5. Heydari, A. R., Wu, B., Takahashi, R., and Richardson, A., The expression of heat shock protein 70 is altered by age and diet at the level of transcription. Molecular and Cellular Biology 1993; 13: 2909-2918.

6. Duffy, P. H. et al, The effect of dietary restriction and aging on the physiological response of rodents to drugs. In: Implications for the Design and Interpretation of Toxicity and Carcinogenicity Studies (Hart, R. W., Neuman, D. A. and Robertson, R. T., Eds.). ILSI Press: Washington, DC, 1995, pp. 125-140.

7. Service, P. M., Hutchinson, E. W., MacKinley, M. D., and Rose, M. R., Resistance to environmental stress in Drosophila melanogaster selected for postponed senescence. Physiological Zoology 1985; 147: 380-389.

8. Arking, R. et al, Elevated paraquat resistance can be used as a bioassay for longevity in a genetically based long-lived strain of Drosophila. Developmental Genetics 1991, 12: 362-370.
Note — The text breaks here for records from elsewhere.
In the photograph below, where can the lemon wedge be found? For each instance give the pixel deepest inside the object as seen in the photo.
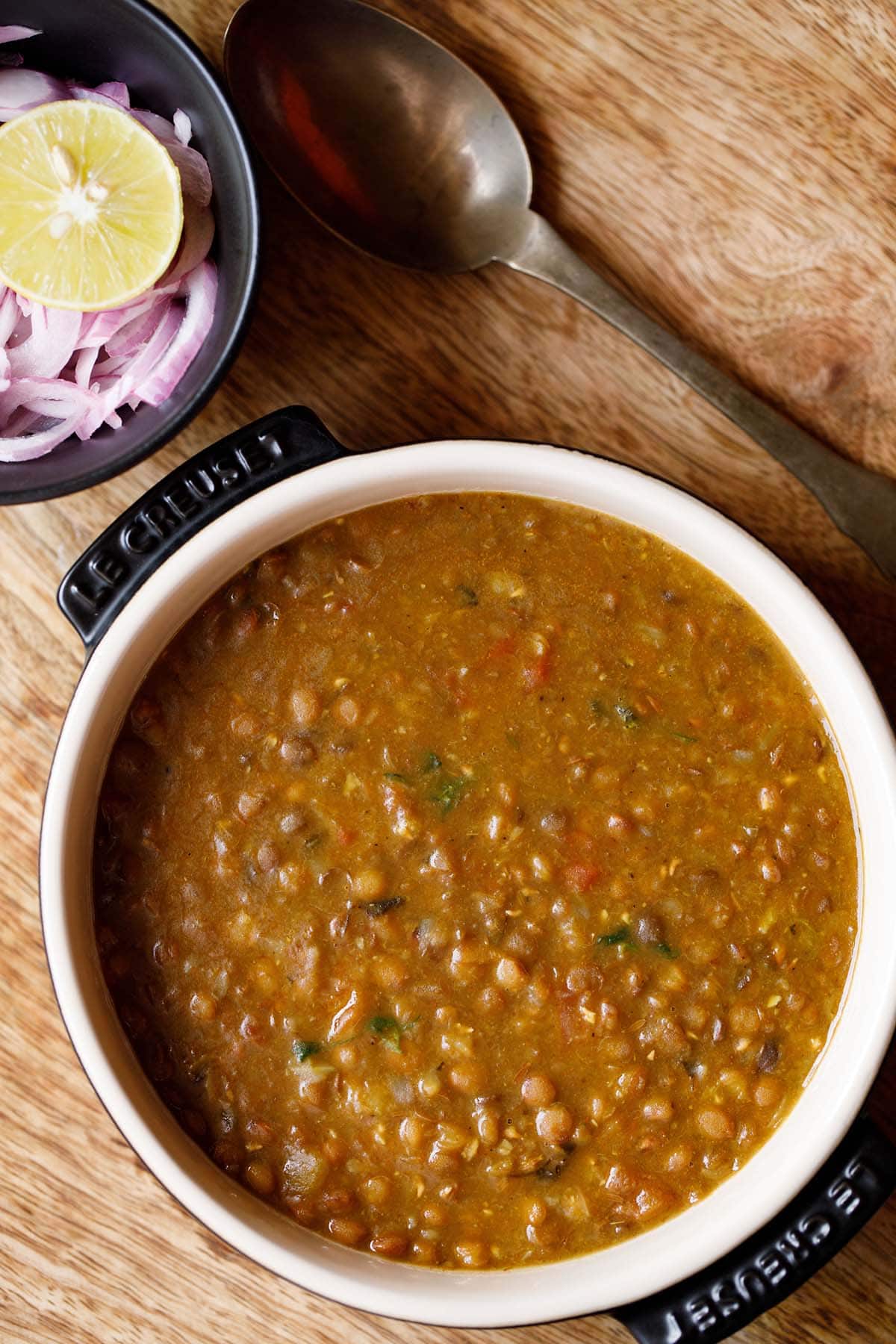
(92, 208)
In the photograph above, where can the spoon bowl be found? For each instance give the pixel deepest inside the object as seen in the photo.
(383, 134)
(401, 149)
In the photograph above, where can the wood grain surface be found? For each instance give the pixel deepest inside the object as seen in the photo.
(734, 164)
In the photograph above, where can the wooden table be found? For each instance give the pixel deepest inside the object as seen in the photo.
(734, 164)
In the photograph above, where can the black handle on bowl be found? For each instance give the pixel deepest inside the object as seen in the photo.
(724, 1297)
(200, 490)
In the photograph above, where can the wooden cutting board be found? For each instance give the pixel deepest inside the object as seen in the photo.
(734, 164)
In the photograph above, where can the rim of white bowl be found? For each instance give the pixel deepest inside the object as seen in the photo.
(649, 1261)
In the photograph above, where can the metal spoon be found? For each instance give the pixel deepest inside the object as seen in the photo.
(405, 152)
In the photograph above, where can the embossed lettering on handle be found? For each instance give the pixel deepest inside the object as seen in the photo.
(721, 1300)
(200, 490)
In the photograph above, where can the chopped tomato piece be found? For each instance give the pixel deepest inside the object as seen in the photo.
(538, 673)
(581, 877)
(501, 648)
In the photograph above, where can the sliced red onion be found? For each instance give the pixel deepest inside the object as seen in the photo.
(200, 289)
(82, 93)
(23, 448)
(13, 33)
(53, 340)
(10, 315)
(65, 374)
(20, 90)
(183, 127)
(195, 176)
(16, 33)
(116, 90)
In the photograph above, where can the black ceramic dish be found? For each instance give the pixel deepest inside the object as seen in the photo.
(853, 1177)
(94, 40)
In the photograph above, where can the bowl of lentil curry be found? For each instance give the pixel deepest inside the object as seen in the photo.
(473, 855)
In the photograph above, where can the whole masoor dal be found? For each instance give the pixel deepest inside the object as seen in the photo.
(476, 880)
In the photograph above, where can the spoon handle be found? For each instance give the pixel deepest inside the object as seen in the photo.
(862, 503)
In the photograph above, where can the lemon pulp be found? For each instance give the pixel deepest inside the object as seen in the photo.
(90, 211)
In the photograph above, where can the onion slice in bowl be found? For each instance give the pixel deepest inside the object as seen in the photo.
(66, 374)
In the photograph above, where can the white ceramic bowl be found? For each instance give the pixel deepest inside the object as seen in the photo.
(606, 1278)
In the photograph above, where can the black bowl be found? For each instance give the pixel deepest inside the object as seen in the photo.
(94, 40)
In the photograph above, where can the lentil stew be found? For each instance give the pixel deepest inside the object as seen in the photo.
(476, 880)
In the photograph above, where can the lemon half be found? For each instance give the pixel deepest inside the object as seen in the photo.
(90, 206)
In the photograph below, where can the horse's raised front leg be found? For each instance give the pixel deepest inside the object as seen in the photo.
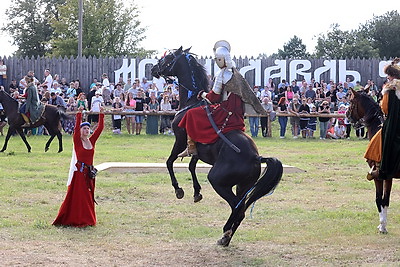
(196, 186)
(178, 190)
(20, 131)
(59, 137)
(9, 132)
(47, 146)
(383, 189)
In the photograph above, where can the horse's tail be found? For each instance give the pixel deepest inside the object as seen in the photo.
(267, 182)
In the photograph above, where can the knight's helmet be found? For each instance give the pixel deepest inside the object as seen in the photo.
(222, 51)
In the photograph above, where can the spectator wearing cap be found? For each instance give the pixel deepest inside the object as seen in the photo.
(57, 100)
(295, 87)
(128, 85)
(145, 84)
(71, 91)
(312, 123)
(97, 104)
(310, 93)
(323, 121)
(105, 80)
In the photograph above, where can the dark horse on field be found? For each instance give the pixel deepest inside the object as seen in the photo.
(229, 168)
(364, 110)
(50, 119)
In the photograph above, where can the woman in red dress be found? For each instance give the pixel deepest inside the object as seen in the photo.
(78, 207)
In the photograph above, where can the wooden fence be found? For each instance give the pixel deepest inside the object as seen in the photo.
(85, 69)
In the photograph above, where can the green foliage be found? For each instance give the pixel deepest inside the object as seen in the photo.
(294, 48)
(28, 25)
(43, 28)
(109, 29)
(344, 44)
(384, 33)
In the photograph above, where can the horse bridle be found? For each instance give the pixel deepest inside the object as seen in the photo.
(170, 66)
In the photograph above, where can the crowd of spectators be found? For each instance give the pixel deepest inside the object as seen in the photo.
(295, 99)
(313, 97)
(120, 96)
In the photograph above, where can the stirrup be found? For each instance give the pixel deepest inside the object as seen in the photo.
(186, 153)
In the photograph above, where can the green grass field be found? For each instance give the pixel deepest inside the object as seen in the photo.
(324, 216)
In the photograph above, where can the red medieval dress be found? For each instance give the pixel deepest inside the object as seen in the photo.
(78, 207)
(228, 116)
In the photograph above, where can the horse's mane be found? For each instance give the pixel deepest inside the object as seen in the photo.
(10, 97)
(199, 74)
(371, 108)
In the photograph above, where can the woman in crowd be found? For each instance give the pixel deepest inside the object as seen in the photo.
(152, 120)
(282, 108)
(165, 119)
(82, 101)
(267, 105)
(130, 105)
(117, 106)
(304, 109)
(68, 125)
(78, 210)
(323, 121)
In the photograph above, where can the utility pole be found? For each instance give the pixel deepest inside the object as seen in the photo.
(80, 26)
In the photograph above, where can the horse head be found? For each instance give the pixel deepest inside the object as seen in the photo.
(166, 65)
(192, 76)
(363, 110)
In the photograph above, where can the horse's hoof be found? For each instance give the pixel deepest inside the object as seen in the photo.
(179, 193)
(197, 198)
(382, 229)
(226, 239)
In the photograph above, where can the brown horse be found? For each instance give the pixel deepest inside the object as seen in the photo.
(50, 119)
(364, 110)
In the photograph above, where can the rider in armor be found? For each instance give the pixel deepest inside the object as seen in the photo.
(227, 101)
(383, 151)
(32, 109)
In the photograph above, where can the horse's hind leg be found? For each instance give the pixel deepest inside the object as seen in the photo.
(9, 132)
(383, 189)
(59, 137)
(46, 148)
(20, 131)
(196, 186)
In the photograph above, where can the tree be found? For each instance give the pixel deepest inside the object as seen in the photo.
(109, 29)
(344, 44)
(294, 48)
(29, 26)
(384, 33)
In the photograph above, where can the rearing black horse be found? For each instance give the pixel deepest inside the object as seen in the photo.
(50, 119)
(229, 168)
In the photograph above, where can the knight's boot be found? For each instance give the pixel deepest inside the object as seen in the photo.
(190, 150)
(373, 172)
(27, 121)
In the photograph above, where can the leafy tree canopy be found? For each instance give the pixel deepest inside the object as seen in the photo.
(110, 28)
(294, 48)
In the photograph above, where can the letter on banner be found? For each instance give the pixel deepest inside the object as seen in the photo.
(142, 66)
(125, 70)
(293, 70)
(343, 72)
(280, 64)
(382, 65)
(330, 65)
(207, 65)
(254, 65)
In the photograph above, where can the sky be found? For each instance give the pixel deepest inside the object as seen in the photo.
(251, 27)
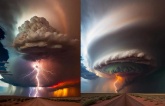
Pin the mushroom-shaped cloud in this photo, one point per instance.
(37, 33)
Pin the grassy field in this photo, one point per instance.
(88, 99)
(158, 99)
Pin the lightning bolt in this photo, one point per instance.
(118, 78)
(38, 70)
(37, 67)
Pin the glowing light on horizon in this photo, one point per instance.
(118, 79)
(67, 92)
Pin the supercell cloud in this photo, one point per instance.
(37, 33)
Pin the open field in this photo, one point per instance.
(149, 99)
(88, 99)
(31, 101)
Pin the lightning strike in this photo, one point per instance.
(118, 79)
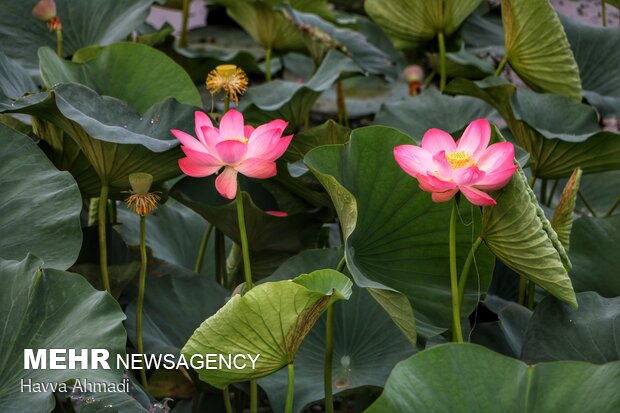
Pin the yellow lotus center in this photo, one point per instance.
(240, 139)
(459, 159)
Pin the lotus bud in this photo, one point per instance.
(229, 78)
(44, 10)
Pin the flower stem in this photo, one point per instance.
(247, 271)
(466, 266)
(141, 286)
(227, 404)
(59, 42)
(291, 388)
(327, 368)
(203, 248)
(456, 311)
(500, 66)
(183, 39)
(268, 65)
(343, 114)
(103, 246)
(531, 295)
(442, 61)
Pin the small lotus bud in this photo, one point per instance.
(44, 10)
(141, 182)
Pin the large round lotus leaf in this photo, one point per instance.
(396, 236)
(40, 209)
(52, 309)
(292, 101)
(272, 320)
(295, 232)
(84, 23)
(600, 78)
(173, 233)
(268, 26)
(369, 57)
(590, 333)
(174, 306)
(594, 254)
(537, 48)
(415, 115)
(366, 343)
(411, 22)
(471, 378)
(132, 72)
(518, 233)
(558, 143)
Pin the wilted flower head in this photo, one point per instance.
(234, 147)
(141, 201)
(44, 10)
(229, 78)
(444, 167)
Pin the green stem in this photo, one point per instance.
(227, 405)
(103, 246)
(141, 285)
(291, 389)
(183, 39)
(327, 367)
(253, 397)
(522, 288)
(466, 266)
(587, 203)
(343, 114)
(613, 207)
(268, 65)
(203, 248)
(531, 295)
(59, 43)
(442, 61)
(247, 271)
(220, 257)
(456, 312)
(500, 66)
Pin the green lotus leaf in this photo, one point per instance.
(295, 232)
(292, 101)
(562, 221)
(518, 233)
(366, 343)
(175, 305)
(591, 333)
(537, 48)
(595, 269)
(591, 47)
(354, 44)
(173, 233)
(441, 379)
(21, 34)
(267, 26)
(411, 22)
(51, 309)
(40, 210)
(272, 320)
(556, 142)
(415, 115)
(396, 237)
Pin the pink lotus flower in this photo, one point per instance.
(44, 10)
(444, 167)
(234, 147)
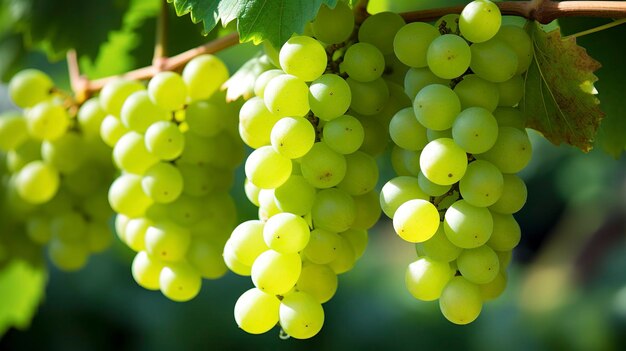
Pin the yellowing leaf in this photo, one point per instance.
(559, 98)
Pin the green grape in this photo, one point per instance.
(426, 278)
(287, 95)
(329, 96)
(139, 112)
(417, 78)
(511, 152)
(203, 76)
(295, 195)
(233, 263)
(375, 137)
(380, 29)
(443, 162)
(431, 188)
(361, 174)
(358, 239)
(115, 93)
(467, 226)
(513, 196)
(406, 131)
(252, 191)
(266, 168)
(511, 91)
(293, 137)
(256, 312)
(494, 50)
(460, 301)
(303, 57)
(30, 87)
(127, 197)
(64, 154)
(333, 26)
(204, 118)
(276, 273)
(38, 229)
(439, 248)
(168, 90)
(494, 288)
(167, 241)
(479, 265)
(180, 281)
(448, 56)
(517, 38)
(479, 21)
(13, 131)
(333, 210)
(367, 210)
(135, 233)
(131, 155)
(397, 191)
(111, 130)
(47, 121)
(164, 140)
(99, 237)
(363, 62)
(162, 182)
(510, 117)
(286, 233)
(322, 247)
(436, 106)
(449, 22)
(346, 257)
(344, 134)
(322, 167)
(146, 270)
(319, 281)
(68, 256)
(416, 220)
(506, 232)
(261, 82)
(37, 182)
(438, 134)
(482, 184)
(368, 98)
(90, 116)
(474, 91)
(206, 257)
(475, 130)
(256, 123)
(411, 43)
(68, 227)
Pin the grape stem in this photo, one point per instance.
(540, 11)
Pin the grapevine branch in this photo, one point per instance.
(539, 10)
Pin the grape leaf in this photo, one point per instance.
(257, 20)
(21, 290)
(559, 98)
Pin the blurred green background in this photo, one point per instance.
(567, 286)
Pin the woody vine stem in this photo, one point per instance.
(541, 11)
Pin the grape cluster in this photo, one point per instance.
(316, 123)
(176, 144)
(457, 149)
(55, 175)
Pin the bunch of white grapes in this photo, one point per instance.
(55, 174)
(176, 144)
(316, 123)
(457, 151)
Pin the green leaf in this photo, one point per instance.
(241, 84)
(559, 98)
(257, 20)
(21, 289)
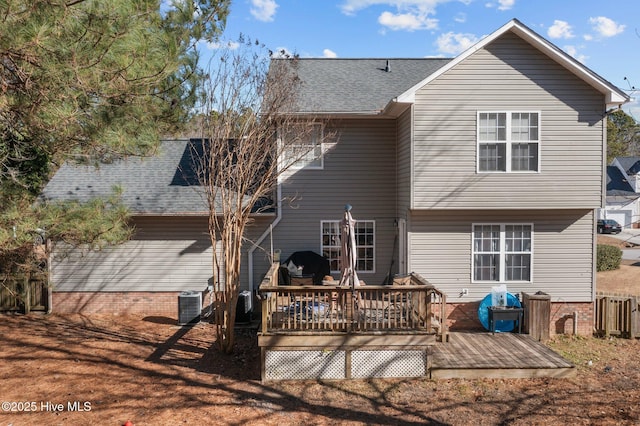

9. Kennedy, B. K., Austriaco, N. R. Jr., Zhang, J., and Guarente, L., Mutation in the silencing gene SIR4 can delay aging. Cell 1995; 80: 485-496.

10. Lithgow, G. J. and Kirkwood, T. G. L., Mechanisms of the evolution of aging. Science 1996; 273: 80.

11. Lin, Y, J., Seroude, L., and Benzer, S., Extended life-span and stress resistance in the Drosophila mutant methuselah. Science 1998; 282: 943-946.

12. Masoro, E. J. and Austad, S. N., The evolution of the antiaging action of dietary restriction: A hypothesis. Journal of Gerontology: Biological Science 51A; 1996: B387-B391.